Sensitivity to morphology in urban boundary layer modeling at the mesoscale

The representation of urbanized surfaces in a mesoscale numerical weather prediction (NWP) model poses a formidable challenge in dynamics and thermodynamics. The heterogeneity of surface type generally precludes explicit solution, requiring a parameterization of physical processes to understand the meteorology of the urban boundary layer. These processes include radiative transfer, drag, anthropogenic heat sources as well as the transport of turbulent quantities of heat and momentum and their exchange with the inertial layer above. Mesoscale modeling of urban morphology often requires information about roughness element (building) dimensions and street width (building density) and is especially pertinent to the parameterization of these physical processes.
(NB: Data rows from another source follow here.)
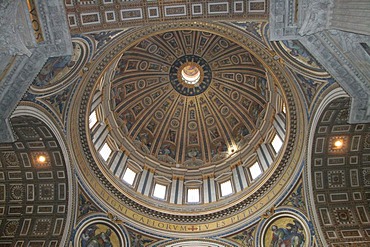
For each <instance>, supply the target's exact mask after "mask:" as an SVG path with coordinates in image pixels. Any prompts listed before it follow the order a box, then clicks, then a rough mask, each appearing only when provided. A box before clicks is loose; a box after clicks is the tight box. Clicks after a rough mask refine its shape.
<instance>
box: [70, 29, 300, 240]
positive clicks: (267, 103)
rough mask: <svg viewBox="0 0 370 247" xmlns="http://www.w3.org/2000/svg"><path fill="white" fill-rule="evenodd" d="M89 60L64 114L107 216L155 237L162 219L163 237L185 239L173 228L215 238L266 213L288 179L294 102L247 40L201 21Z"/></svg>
mask: <svg viewBox="0 0 370 247" xmlns="http://www.w3.org/2000/svg"><path fill="white" fill-rule="evenodd" d="M225 37H228V38H225ZM93 60H94V63H91V64H90V65H88V66H86V67H85V69H84V72H85V73H84V75H83V77H82V80H81V84H80V85H79V87H80V88H79V90H78V92H79V93H78V95H76V97H75V102H74V104H75V105H77V106H79V107H77V108H73V109H72V113H71V118H72V119H76V121H78V124H75V125H73V124H71V134H72V136H75V137H78V138H74V139H73V140H72V145H73V148H74V150H75V152H76V157H77V163H78V165H79V167H80V170H81V172H82V174H83V176H84V177H85V179H86V182H87V183H88V184H89V186H90V187H91V188H92V190H94V191H95V193H96V197H97V198H101V203H103V204H106V205H107V206H108V207H110V208H111V209H112V213H113V214H117V215H120V216H122V217H124V218H125V219H126V220H128V221H129V222H131V223H132V224H134V225H137V226H147V227H151V228H153V229H152V230H155V229H157V230H159V231H160V229H162V228H163V226H164V223H161V221H163V220H165V222H166V224H167V226H164V227H168V228H166V229H167V230H168V231H169V232H171V233H169V234H172V233H173V234H175V233H176V232H177V233H184V232H187V229H188V228H187V226H186V227H185V228H184V227H183V226H181V224H185V225H189V227H190V228H191V226H190V225H193V224H198V227H197V228H194V227H193V228H191V229H192V230H191V232H193V230H194V229H197V232H198V233H200V234H202V233H204V232H210V231H212V232H213V233H214V234H216V233H217V231H218V230H219V226H220V224H225V225H224V227H229V228H230V229H236V228H237V227H240V226H241V225H240V224H244V223H243V219H246V218H248V219H250V220H253V217H254V216H255V215H256V213H257V212H259V214H260V213H261V212H263V211H264V210H267V209H268V208H271V206H272V205H270V204H271V202H272V201H273V200H272V198H275V197H278V196H279V195H281V193H283V191H284V190H285V188H286V184H287V183H288V182H289V181H290V179H291V178H292V175H293V174H295V172H296V169H295V168H296V166H297V165H298V164H299V162H300V159H301V158H302V157H301V152H297V150H301V149H302V138H301V139H300V138H299V137H298V136H297V135H296V133H297V132H298V131H300V129H301V126H302V124H303V122H304V120H303V119H301V118H300V117H299V115H298V114H297V111H300V110H301V103H300V100H299V96H298V95H297V92H296V89H295V86H294V83H293V80H292V78H291V77H290V75H289V74H288V73H286V71H285V70H284V67H283V66H282V65H281V64H280V63H279V60H278V58H276V56H275V57H274V54H273V52H271V51H269V50H268V49H267V48H266V46H265V45H263V44H262V43H261V42H260V41H258V40H256V39H254V38H253V37H251V36H249V34H248V33H247V32H243V31H240V30H239V29H236V28H234V27H232V26H227V25H224V24H211V23H201V22H199V23H198V22H197V23H196V25H195V24H194V23H190V22H189V23H181V24H173V25H172V26H171V27H169V26H168V25H157V26H156V27H155V29H151V28H146V27H143V28H139V29H136V30H135V31H134V32H127V33H125V34H123V35H119V36H117V37H116V39H115V40H114V41H113V42H112V43H110V44H109V45H108V46H107V47H105V49H104V50H102V51H101V52H100V53H99V54H98V55H97V56H96V57H94V58H93ZM75 126H79V127H78V128H76V127H75ZM293 160H294V162H292V161H293ZM189 195H191V196H189ZM144 212H145V214H144ZM148 217H149V218H148ZM219 221H221V223H220V222H219ZM202 224H204V225H202ZM170 228H171V229H170Z"/></svg>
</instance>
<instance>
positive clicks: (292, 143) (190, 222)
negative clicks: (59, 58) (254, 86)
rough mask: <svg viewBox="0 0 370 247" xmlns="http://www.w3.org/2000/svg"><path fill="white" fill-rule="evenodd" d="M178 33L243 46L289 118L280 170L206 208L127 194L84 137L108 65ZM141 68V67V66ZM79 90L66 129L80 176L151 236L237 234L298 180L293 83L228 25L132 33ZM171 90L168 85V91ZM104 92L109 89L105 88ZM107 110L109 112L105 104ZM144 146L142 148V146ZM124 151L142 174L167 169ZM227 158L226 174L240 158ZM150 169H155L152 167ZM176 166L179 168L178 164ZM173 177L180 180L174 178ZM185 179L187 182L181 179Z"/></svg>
mask: <svg viewBox="0 0 370 247" xmlns="http://www.w3.org/2000/svg"><path fill="white" fill-rule="evenodd" d="M176 30H197V31H203V32H208V33H212V34H216V35H218V36H220V37H224V38H225V39H227V40H230V41H232V42H234V43H235V44H237V45H240V46H241V47H244V48H245V49H246V50H247V51H248V52H250V53H251V54H252V55H253V56H255V57H256V58H257V62H259V63H260V64H261V65H262V66H263V67H264V68H266V72H267V73H268V74H269V75H270V76H271V80H273V81H274V83H275V86H276V87H278V88H279V90H280V92H279V93H280V94H281V95H282V96H283V98H284V100H285V102H286V107H287V118H288V119H289V125H288V126H287V132H286V135H287V136H286V138H285V139H286V140H285V143H284V147H283V151H281V153H280V154H279V155H278V156H277V159H276V161H275V162H276V164H279V165H272V166H271V167H270V169H269V170H268V172H267V173H266V174H265V175H264V176H263V177H262V178H261V179H259V180H258V181H259V182H258V183H253V184H251V185H250V187H248V188H246V189H245V190H243V191H241V192H240V193H238V194H235V195H232V196H230V197H228V198H227V199H225V200H219V201H215V202H213V203H209V204H201V205H186V206H185V205H176V204H170V203H167V202H162V201H159V200H154V199H152V198H150V197H148V196H143V195H139V194H138V193H137V192H135V191H130V189H127V188H126V187H125V186H122V183H119V182H117V180H116V178H115V177H114V176H113V175H112V174H111V172H109V171H108V170H107V169H106V168H104V167H105V166H104V165H103V164H100V163H101V159H100V158H99V157H98V156H97V153H96V151H95V150H94V148H93V146H92V144H91V139H90V138H91V137H90V135H89V134H88V133H89V129H87V127H86V114H87V113H86V112H87V111H86V107H88V106H89V104H90V103H91V100H92V95H93V93H92V92H94V90H95V88H96V82H97V81H99V79H101V75H102V74H104V73H105V71H106V69H107V68H108V67H109V66H110V61H116V59H117V58H119V57H121V55H122V52H124V51H125V50H127V49H129V48H130V47H132V45H133V44H138V42H139V41H142V40H145V39H147V38H148V37H152V36H154V35H158V34H161V33H165V32H169V31H172V32H173V31H176ZM120 49H122V50H120ZM153 49H154V48H153ZM144 65H145V64H143V67H145V66H144ZM210 66H212V65H210ZM79 86H80V90H78V92H80V93H78V94H76V96H75V98H74V104H75V105H78V106H80V107H76V108H74V109H73V110H72V113H71V119H76V121H78V123H75V122H74V121H71V125H70V129H71V135H72V136H73V137H74V138H73V140H72V139H71V141H72V145H73V148H74V150H76V158H77V163H78V164H79V166H80V169H79V170H80V174H81V176H82V178H83V180H84V182H85V183H86V184H88V186H89V187H90V188H91V191H92V193H94V195H95V197H96V198H98V199H99V200H100V201H101V203H102V205H104V207H107V208H109V211H110V212H112V214H115V215H120V217H122V219H123V220H124V221H125V222H127V224H132V225H134V226H140V227H142V228H143V229H145V228H149V227H150V228H151V229H152V230H153V231H156V232H158V233H160V234H166V235H167V236H177V234H181V235H182V236H184V235H186V234H189V236H193V235H194V234H197V236H203V235H204V234H206V235H207V236H210V235H212V234H219V231H220V229H221V228H222V230H223V231H224V232H225V229H228V231H227V232H229V231H237V230H238V229H239V228H240V227H242V226H245V224H247V223H248V222H249V221H253V220H254V219H256V218H257V217H259V216H260V215H261V214H262V213H263V212H265V211H266V210H267V209H268V208H271V206H272V204H273V203H276V201H277V200H279V198H280V195H282V194H283V193H284V192H285V190H286V188H288V186H286V185H287V184H289V183H291V182H293V181H294V180H295V179H296V175H297V174H298V172H299V171H298V170H299V169H298V170H297V167H300V166H301V164H302V163H301V161H302V146H303V139H304V138H302V136H303V135H304V132H303V131H302V129H303V124H304V121H305V119H304V118H303V116H302V115H301V114H298V112H303V110H302V105H301V102H300V100H299V96H298V95H297V92H296V88H295V86H294V82H293V79H292V78H291V77H290V75H289V73H286V71H285V69H284V68H283V67H282V65H281V64H279V63H278V62H277V61H276V60H275V59H274V58H273V57H272V55H271V52H269V51H268V50H267V49H266V47H265V46H263V45H262V44H260V43H257V42H256V41H254V40H253V39H252V38H251V37H249V36H248V33H243V32H240V31H238V30H236V29H234V28H233V27H231V26H226V25H222V24H214V23H202V22H197V24H194V23H192V22H189V23H173V24H170V25H157V26H155V27H144V28H138V29H137V30H136V31H135V32H131V33H129V34H127V35H123V36H122V37H120V38H117V39H116V40H115V42H113V43H112V44H111V46H109V47H108V48H107V49H106V50H105V51H103V52H102V53H101V56H99V57H97V59H96V62H95V64H91V66H90V69H89V71H87V72H86V73H85V74H84V77H83V79H82V81H81V84H80V85H79ZM170 87H171V85H169V87H168V88H170ZM103 90H107V89H105V88H103ZM106 106H107V107H109V105H106ZM158 117H159V118H160V117H161V116H160V115H158ZM108 122H109V119H108ZM110 131H112V136H115V135H118V136H119V135H120V134H119V133H120V132H119V130H118V129H116V128H112V127H110ZM115 131H116V132H115ZM76 137H78V138H76ZM124 140H125V139H124ZM125 141H127V140H125ZM143 144H145V141H144V142H143ZM141 145H142V144H141ZM123 150H125V152H126V151H128V153H129V159H131V158H132V159H136V161H135V162H136V163H137V164H143V169H146V170H147V171H149V172H151V173H155V174H156V176H158V177H161V176H166V174H165V171H166V170H167V171H168V170H169V168H168V165H166V166H165V165H162V164H161V163H158V162H157V163H151V162H152V161H150V157H149V156H145V157H144V158H143V159H142V160H140V159H139V157H140V155H139V154H140V152H141V151H138V150H136V149H135V148H134V146H127V147H124V148H123ZM194 153H195V152H194V151H189V154H190V156H191V157H190V159H189V160H193V159H192V158H194V157H195V156H194ZM135 157H136V158H135ZM168 157H170V156H168ZM231 157H232V159H231V160H230V163H220V164H221V165H220V166H219V167H224V169H225V170H226V169H230V168H228V167H229V166H230V165H232V164H233V163H235V164H240V157H238V156H237V155H234V156H231ZM171 158H172V157H171ZM243 158H245V157H243ZM172 159H174V158H172ZM195 161H196V159H195ZM141 162H142V163H141ZM97 163H99V165H97ZM144 164H145V165H144ZM154 164H157V165H156V166H154ZM274 164H275V163H274ZM174 167H177V165H176V166H174ZM170 169H171V170H172V171H175V168H173V167H172V166H171V168H170ZM220 169H221V168H220ZM180 170H181V169H180ZM157 174H158V175H157ZM194 174H196V173H194ZM199 175H200V179H202V175H201V173H200V174H199ZM175 176H184V175H181V174H178V175H177V174H176V175H175ZM174 178H175V177H174ZM185 179H187V178H186V177H185Z"/></svg>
This study seeks to evaluate the sensitivity of key atmospheric vector and scalar quantities in the urban boundary layer to small perturbations in urban morphological parameterizations using the NCEP/NCAR Weather Research and Forecasting Model (WRF) and its newly coupled urban canopy model (UCM) for mesoscale forecasting.
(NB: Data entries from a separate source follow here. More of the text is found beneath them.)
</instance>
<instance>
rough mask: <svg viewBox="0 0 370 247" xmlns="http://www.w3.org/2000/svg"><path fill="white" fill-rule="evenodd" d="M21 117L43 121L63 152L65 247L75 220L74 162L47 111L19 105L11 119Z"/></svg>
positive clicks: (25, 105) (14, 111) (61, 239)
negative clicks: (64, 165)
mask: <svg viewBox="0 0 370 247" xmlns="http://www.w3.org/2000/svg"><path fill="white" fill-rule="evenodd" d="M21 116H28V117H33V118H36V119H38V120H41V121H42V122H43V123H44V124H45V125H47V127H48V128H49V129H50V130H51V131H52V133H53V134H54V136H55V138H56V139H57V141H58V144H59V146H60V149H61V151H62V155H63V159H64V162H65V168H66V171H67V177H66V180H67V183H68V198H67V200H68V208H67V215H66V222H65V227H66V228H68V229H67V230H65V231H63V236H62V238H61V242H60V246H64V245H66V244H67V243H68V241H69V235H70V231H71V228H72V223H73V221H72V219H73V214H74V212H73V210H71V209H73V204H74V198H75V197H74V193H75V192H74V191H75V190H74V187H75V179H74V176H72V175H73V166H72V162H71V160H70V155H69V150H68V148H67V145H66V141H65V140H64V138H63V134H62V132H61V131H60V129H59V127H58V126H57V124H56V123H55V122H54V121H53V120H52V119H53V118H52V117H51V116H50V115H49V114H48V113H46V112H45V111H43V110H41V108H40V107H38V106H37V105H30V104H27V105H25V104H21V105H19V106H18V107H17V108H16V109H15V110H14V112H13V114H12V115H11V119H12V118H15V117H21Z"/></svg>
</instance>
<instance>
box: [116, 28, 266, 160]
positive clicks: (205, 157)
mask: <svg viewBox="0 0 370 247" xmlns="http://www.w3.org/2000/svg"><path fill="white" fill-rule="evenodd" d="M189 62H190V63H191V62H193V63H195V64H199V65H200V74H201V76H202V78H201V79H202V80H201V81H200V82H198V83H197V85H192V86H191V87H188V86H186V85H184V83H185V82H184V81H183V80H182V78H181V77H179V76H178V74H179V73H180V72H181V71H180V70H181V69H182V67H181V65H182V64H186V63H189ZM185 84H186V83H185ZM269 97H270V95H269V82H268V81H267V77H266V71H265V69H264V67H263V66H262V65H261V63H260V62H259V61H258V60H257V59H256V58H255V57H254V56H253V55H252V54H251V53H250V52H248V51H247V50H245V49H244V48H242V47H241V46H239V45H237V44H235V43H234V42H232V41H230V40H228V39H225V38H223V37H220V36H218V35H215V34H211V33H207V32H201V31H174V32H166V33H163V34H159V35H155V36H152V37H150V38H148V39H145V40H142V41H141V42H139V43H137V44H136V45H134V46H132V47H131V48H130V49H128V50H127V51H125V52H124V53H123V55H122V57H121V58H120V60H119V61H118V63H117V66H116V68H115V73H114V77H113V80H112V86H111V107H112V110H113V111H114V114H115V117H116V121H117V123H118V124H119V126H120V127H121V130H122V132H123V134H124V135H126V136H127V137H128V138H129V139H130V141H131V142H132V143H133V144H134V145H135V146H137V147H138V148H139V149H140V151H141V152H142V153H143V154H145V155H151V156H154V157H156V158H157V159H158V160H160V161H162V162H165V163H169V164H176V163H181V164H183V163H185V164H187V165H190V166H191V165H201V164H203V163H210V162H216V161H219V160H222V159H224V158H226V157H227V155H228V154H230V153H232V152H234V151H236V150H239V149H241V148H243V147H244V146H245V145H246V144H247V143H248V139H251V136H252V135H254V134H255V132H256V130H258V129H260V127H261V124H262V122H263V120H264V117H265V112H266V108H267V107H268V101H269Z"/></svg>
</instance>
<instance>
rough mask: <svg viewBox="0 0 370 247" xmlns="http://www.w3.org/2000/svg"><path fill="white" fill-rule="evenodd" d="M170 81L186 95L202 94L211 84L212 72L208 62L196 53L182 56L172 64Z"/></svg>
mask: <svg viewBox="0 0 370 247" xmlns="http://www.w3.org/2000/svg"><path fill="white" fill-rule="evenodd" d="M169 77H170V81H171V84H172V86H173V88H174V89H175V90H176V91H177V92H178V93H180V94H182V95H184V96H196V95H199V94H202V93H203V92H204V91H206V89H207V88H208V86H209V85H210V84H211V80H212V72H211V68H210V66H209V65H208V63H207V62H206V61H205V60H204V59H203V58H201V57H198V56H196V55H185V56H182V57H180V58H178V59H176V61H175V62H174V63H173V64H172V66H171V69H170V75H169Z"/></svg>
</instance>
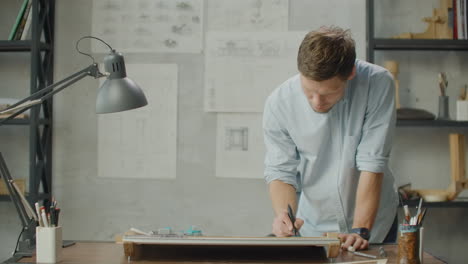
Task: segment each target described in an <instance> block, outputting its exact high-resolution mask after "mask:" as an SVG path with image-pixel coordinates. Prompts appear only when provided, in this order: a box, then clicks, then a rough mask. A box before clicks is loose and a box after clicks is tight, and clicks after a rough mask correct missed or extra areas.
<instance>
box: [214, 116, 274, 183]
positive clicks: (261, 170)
mask: <svg viewBox="0 0 468 264" xmlns="http://www.w3.org/2000/svg"><path fill="white" fill-rule="evenodd" d="M217 119H218V120H217V121H218V122H217V136H216V177H221V178H252V179H261V178H263V159H264V157H265V146H264V143H263V130H262V114H260V113H218V114H217Z"/></svg>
Uncertainty in the initial and boundary conditions of an NWP model may derive from sub-grid scale variation, incomplete model physics, measurement error or other sources. The typically heterogeneous urban morphology contributes substantially to sub-grid scale variation in the description of the model surface. A common response to this problem is to classify surface aggregates according to a dominant structural form such as “high-intensity residential” or “commercial.” This allows for the creation of a set of urban land surface types, each with distinct physical and thermal characteristics. However, sub-grid scale variations in morphology remain. Many relevant meteorological quantities, such as urban canopy wind speed, urban boundary layer depth, turbulent kinetic energy strength, vertical sensible heat flux, street canyon temperature, etc., all derive from parameterizations influenced by the urban morphology. Of crucial interest to urban environmental modeling is pollutant transport, of which a viable short-term forecast depends on accurate model estimates of these quantities. Thus, urban air quality studies are inevitably subject to the uncertainty caused by sub-grid scale variations in urban morphology representations. Current remote sensing and GIS techniques can provide a very accurate, high-resolution depiction of the static urban surface. However, the integration of such data into an operational NWP model may be costly and spatially limited. It is important to understand the sensitivity of urban meteorology to uncertainties in the mesoscale urban morphology to demonstrate the limitations in deterministic NWP forecasts of the urban boundary layer for meteorological and air quality concerns.

In this experiment, the principal morphology parameters driving WRF-UCM: mean structural height, street width, the fraction of surface urbanized and the mean structural drag coefficient are perturbed in a controlled urban environment. The perturbations reflect common sub-grid scale variations, drawn to represent a broad array of urban surface arrangements. Replicates combine to form an ensemble of solutions demonstrating the non-linear response of the urban boundary layer meteorology to simple sub-grid scale morphology variations in WRF-UCM. Further investigations probe the response by time-of-day and the divergence of solutions in time versus control runs. Results provide a preliminary quantitative estimate of the variation that can be expected in the boundary-layer meteorology manifested through sub-grid scale variation in the urban morphology. Such quantification of uncertainty may be of particular interest to urban air quality modelers interested in point and line source dispersion when representing a city with mesoscale urban canopy models or other models lacking precise, high-resolution morphological analyses.